By Sylvain Templeman, Chief Growth Officer
Financial markets have always moved in cycles. Periods of stability and growth are inevitably followed by volatility, uncertainty, and headlines that can challenge even the most experienced investors. During these moments, the value of professional financial advice becomes especially clear.
While technology has made investing more accessible than ever, research continues to show that the guidance of a qualified financial advisor can play a meaningful role in improving investor outcomes—not only financially, but behaviorally.
Financial Advice Has Measurable Value
Over the past decade, several leading investment firms have attempted to quantify the impact of financial advice. Although methodologies vary, the findings are remarkably consistent.
Research from Russell Investments estimates that the potential value of professional financial advice may be approximately 4.7% annually when factors such as asset allocation, tax-efficient investing, behavioral coaching, and disciplined rebalancing are considered. Similarly, studies by firms including Vanguard and Morningstar suggest that comprehensive financial advice may provide approximately 2%–5% in potential annual value depending on the services provided and client circumstances.1,2
Sources:
1. Russell Investments, Value of an Advisor Study, 2025.
2. Vanguard, Advisor’s Alpha®, and Morningstar research on the value of financial advice.
Importantly, much of this value does not come from selecting individual securities or attempting to outperform markets in the short term. Instead, the value of advice often comes from helping investors maintain discipline and make sound long-term decisions.
These contributions typically include:
- Maintaining appropriate asset allocation
- Rebalancing portfolios during market cycles
- Incorporating tax-efficient investment strategies Aligning investment decisions with long-term financial goals
“Markets will always fluctuate, but disciplined advice can help investors avoid the emotional decisions that often derail long-term financial plans.”
Perhaps most importantly, advisors help clients avoid emotionally driven decisions during periods of market volatility. Behavioral coaching—helping investors stay disciplined when markets become uncertain, is widely recognized as one of the most significant contributors to the value of financial advice.
Volatility Highlights the Importance of Guidance
Periods of market turbulence often create the greatest challenges for investors.
When markets decline or headlines become unsettling, investors may feel pressure to act quickly—sometimes making decisions that can disrupt long-term plans. A financial advisor can help provide perspective during these moments, helping investors focus on long-term objectives rather than short-term market movements.
This ability to provide thoughtful guidance during uncertain periods is one reason the advisory relationship continues to grow in importance.
A Generational Shift Toward Professional Advice
One of the more interesting developments in recent years is that the demand for financial advice is not limited to investors nearing retirement.
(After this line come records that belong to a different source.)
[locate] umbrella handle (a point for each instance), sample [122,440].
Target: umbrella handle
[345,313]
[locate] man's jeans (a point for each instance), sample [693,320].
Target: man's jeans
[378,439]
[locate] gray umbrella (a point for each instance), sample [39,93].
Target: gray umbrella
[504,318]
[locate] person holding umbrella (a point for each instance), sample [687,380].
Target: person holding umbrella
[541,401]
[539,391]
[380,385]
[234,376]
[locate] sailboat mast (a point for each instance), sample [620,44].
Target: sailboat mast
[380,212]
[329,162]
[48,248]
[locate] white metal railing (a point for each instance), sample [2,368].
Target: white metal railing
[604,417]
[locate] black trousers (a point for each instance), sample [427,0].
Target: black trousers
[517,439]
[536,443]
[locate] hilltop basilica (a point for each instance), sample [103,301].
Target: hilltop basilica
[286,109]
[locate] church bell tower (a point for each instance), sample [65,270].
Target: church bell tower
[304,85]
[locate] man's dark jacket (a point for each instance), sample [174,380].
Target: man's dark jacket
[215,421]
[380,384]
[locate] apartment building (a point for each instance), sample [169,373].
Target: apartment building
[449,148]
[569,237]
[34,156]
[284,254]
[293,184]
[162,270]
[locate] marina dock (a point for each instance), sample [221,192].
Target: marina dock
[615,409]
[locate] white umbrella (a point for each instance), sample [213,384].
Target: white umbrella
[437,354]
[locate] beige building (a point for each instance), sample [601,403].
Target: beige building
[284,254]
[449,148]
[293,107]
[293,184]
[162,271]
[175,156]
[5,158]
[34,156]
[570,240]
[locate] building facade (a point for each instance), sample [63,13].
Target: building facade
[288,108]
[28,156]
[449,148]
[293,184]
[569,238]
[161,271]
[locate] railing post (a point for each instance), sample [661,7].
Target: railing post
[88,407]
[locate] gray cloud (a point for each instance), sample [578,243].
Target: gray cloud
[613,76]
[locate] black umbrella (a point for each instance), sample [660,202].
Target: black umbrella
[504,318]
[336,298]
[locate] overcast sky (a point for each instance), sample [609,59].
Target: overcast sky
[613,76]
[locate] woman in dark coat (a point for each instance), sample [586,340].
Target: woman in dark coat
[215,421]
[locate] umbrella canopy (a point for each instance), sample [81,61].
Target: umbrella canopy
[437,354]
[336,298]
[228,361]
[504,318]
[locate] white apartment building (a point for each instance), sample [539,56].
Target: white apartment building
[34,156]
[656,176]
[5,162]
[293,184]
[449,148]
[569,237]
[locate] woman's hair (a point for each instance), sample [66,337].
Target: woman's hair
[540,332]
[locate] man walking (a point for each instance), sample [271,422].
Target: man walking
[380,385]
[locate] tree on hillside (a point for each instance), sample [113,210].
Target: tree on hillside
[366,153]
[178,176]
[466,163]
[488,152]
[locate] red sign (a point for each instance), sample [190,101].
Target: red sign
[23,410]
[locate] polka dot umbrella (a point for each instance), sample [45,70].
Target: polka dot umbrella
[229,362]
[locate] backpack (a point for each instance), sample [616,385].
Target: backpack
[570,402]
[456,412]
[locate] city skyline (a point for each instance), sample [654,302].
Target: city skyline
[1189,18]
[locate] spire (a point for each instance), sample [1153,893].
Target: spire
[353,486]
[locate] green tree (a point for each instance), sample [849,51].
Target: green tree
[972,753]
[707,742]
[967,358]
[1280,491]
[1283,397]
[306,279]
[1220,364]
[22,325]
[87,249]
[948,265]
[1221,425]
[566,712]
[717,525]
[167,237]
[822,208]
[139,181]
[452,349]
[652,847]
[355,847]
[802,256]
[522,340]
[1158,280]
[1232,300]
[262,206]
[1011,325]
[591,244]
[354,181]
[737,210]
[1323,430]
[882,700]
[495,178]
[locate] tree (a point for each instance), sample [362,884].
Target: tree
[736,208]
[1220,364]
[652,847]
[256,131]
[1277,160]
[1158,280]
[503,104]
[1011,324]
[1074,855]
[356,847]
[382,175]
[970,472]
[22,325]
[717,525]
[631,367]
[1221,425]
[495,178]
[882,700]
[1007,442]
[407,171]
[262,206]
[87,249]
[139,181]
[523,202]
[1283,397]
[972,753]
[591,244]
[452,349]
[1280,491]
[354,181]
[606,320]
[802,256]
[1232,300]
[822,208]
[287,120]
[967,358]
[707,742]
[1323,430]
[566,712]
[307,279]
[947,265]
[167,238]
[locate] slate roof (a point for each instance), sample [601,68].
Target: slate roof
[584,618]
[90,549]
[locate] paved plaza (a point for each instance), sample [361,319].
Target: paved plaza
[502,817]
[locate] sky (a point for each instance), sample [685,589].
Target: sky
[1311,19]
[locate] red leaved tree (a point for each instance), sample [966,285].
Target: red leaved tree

Research suggests that younger generations are increasingly interested in professional financial guidance, particularly when it comes to retirement planning and long-term investing strategies. According to research published by J.P. Morgan Plan Participant Research and Apollo Chief Economist, a majority of investors across generations say they would prefer to hand over retirement planning and investing decisions to a financial professional.
The data shows:
- Gen Z: 69% agree they would prefer to hand over retirement planning to a professional
- Millennials: 65% agree
- Gen X: 56% agree
- Baby Boomers: 55% agree
- All respondents: 60% agree overall
This trend reflects a growing recognition that while digital investing tools can simplify transactions, comprehensive financial planning often requires experience, perspective, and long-term strategy.

Shifting Preferences: A majority ofinvestors across every generation say they would prefer to delegate retirement planning and investing decisions to a qualified financial professional, reflecting a growing recognition of the value of professional financial guidance.
Source: J.P. Morgan Plan Participant Research (2021, 2024); Apollo Chief Economist analysis
Advice Extends Beyond Investments
Today’s financial advisors often serve as more than portfolio managers. Comprehensive wealth management may include:
- Retirement income planning
- Tax-aware investment strategies
- Estate and legacy planning coordination
- Risk management and insurance strategies
- Multi-generational wealth planning
As financial lives become more complex, the advisor’s role increasingly resembles that of a long-term financial strategist and planning partner.
The Human Element in Financial Planning
Technology has transformed the financial industry, making markets more efficient and information more accessible.
But when it comes to long-term financial planning—balancing risk, goals, family needs, and changing economic conditions—the human element remains essential. For many investors, a trusted advisory relationship can provide both strategic insight and reassurance during uncertain periods.
Across the industry—and within firms such as Summit Global Private Wealth—experienced advisors work with individuals and families to develop thoughtful financial strategies designed to support long-term goals. While investment outcomes cannot be guaranteed, disciplined planning and experienced guidance can help investors navigate uncertainty with greater confidence.
The Bottom Line
Markets will continue to fluctuate, and economic cycles will come and go. What remains constant is the importance of thoughtful financial planning and disciplined decision-making. For many investors, the true value of a financial advisor lies not simply in managing investments, but in helping guide financial decisions through every stage of life.